Indeed for the people who live at the Hills – the San, the original inhabitants, and the Hambukushu who have periodically occupied the hills for the past 200 years – Tsodilo is a sacred, mystical place where ancestral spirits dwell. In earlier times, their ancestors performed religious rituals to ask for assistance, and for rain. They also put paintings on the rock face; and their meaning and symbolism remain a mystery even to today.
Exploring the three main Hills – Male, Female, and child – is a journey into antiquity. Archaeological research – ongoing for the past 30 years – estimates that Tsodilo has been inhabited for the past 100 000 years, making this one of the world’s oldest historical sites. Pottery, iron, glass beads, shell beads, carved bone and stone tools date back 90 000 years.
The Early iron Age Site at Tsodilo, called Divuyu, dates between 700- 900AD, and reveals that Bantu people have been living at the hills for over 1000 years, probably having come from central Africa. They were cattle farmers, settled on the plateau, and traded copper jewellery from the Congo, seashells from the Atlantic, and glass beads from Asia, probably in exchange for specularite and furs. There was a great deal of interaction between different groups, and trade networks were extensive.
Excavations also reveal over 20 mines that extracted specularite – a glittery iron-oxide derivative that was used in early times as a cosmetic.
Rock paintings are nearly everywhere – representing thousands of years of human inhabitation, and are amongst the region’s finest, and most important. There are approximately 4 000 in all, comprising red finger paintings and geometrics. It is almost certain that most paintings were done by the San, and some were painted by the pastoral Khoe who later settled in the area. The red paintings were done mainly in the first millennium AD.
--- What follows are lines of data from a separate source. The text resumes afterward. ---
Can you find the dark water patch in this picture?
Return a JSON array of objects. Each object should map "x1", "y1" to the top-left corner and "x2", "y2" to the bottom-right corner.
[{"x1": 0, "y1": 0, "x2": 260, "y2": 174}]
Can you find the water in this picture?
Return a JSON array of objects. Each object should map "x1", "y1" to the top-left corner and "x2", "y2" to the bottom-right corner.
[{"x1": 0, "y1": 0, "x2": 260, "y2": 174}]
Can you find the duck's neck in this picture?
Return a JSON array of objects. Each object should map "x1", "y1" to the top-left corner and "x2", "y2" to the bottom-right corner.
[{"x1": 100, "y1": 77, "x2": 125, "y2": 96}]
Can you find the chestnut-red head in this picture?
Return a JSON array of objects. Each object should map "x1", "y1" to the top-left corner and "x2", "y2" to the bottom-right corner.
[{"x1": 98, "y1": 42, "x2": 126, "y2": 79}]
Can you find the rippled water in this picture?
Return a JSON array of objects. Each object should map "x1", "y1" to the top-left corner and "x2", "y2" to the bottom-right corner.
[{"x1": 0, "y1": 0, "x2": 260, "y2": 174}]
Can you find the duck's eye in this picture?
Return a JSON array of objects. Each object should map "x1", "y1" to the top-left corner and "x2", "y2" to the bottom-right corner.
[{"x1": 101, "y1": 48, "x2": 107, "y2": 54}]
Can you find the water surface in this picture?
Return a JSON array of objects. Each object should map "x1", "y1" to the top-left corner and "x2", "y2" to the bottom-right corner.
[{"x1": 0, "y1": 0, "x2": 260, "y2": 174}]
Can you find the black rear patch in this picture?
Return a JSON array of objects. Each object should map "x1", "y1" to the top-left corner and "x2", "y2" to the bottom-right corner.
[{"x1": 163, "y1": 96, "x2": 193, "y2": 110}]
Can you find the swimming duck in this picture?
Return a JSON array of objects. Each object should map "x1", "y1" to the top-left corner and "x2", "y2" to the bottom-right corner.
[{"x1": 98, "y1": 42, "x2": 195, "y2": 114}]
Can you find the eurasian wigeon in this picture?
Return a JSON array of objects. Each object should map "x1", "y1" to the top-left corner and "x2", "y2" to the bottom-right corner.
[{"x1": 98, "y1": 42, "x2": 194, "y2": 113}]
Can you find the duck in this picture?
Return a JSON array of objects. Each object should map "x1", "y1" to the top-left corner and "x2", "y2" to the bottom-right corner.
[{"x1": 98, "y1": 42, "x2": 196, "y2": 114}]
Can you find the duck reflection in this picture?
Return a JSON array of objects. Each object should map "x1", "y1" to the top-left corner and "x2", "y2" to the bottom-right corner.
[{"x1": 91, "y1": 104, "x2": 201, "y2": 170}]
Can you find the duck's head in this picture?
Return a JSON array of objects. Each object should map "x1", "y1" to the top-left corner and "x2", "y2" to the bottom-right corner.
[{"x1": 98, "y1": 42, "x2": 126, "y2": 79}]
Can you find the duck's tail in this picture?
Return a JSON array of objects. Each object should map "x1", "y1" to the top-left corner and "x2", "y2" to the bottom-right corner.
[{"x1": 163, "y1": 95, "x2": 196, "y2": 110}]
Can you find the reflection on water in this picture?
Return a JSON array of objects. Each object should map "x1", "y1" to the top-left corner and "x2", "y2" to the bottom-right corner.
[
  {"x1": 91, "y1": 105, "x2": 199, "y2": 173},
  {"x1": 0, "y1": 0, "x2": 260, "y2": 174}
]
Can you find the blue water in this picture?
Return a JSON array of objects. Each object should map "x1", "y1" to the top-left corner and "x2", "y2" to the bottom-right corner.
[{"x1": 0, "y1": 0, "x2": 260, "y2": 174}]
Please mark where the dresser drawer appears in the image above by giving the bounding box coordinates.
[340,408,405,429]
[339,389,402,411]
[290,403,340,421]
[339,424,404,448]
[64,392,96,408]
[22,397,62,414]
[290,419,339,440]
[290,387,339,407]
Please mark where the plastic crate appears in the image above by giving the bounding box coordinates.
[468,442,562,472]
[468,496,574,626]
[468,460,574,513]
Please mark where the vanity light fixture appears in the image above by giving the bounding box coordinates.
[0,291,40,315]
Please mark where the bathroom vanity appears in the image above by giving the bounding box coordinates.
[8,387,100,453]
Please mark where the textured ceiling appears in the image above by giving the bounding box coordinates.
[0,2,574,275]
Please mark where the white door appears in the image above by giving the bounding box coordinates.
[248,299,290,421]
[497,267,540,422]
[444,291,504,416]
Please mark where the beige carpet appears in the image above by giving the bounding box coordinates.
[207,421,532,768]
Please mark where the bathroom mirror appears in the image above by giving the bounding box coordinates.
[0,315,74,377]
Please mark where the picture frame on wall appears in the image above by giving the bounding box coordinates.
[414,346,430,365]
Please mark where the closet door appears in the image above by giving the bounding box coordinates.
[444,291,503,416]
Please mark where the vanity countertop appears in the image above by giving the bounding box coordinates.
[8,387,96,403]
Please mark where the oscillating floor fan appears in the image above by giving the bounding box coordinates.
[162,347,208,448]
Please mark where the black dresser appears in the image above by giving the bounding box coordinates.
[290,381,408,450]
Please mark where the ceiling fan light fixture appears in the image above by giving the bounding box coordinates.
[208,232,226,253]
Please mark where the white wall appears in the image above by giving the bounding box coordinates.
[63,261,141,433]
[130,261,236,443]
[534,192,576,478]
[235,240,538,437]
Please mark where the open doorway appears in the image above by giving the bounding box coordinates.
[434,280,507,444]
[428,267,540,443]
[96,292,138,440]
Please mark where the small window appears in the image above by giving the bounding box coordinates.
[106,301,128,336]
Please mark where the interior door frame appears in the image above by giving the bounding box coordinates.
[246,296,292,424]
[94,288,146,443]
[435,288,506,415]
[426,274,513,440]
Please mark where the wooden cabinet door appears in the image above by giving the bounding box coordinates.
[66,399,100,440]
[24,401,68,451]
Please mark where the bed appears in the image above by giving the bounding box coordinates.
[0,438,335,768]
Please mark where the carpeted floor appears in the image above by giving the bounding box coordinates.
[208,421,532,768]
Two of the most famous images are the rhino polychromes and the Eland panel, the latter situated on a soaring cliff that overlooks the African wilderness. Indeed the inaccessibility of many of the paintings may be linked to their religious significance.
The fact that Tsodilo is totally removed from all other rock art sites in Southern Africa adds to its aura of magic. The nearest known site is 250 kilometres away. What’s more, the paintings at Tsodilo are generally unlike others in the southern African region – in both style and incidence of certain images. Many are isolated figures and over half depict wild and domestic animals. In fact, there is a higher incidence of domestic animals than at other sites in Southern Africa. Some are scenes, but few seem to tell a story. Many are outlined schematic designs and geometrical patterns.
There are walking trails – the Rhino Trail, Lion Trail and cliff Trail, and others; and it is recommended that you take a guide to walk the trails and see the paintings. Both San and Hambukushu live near the hills, and guides from their villages can be easily arranged.
There is a small museum at the entrance to the site; the main campsite at Museum Headquarter has ablutions and water, while the three other smaller campsites have no facilities. Because of its tremendous historical and cultural importance, Tsodilo was declared a UNESCO World Heritage Site in 2002.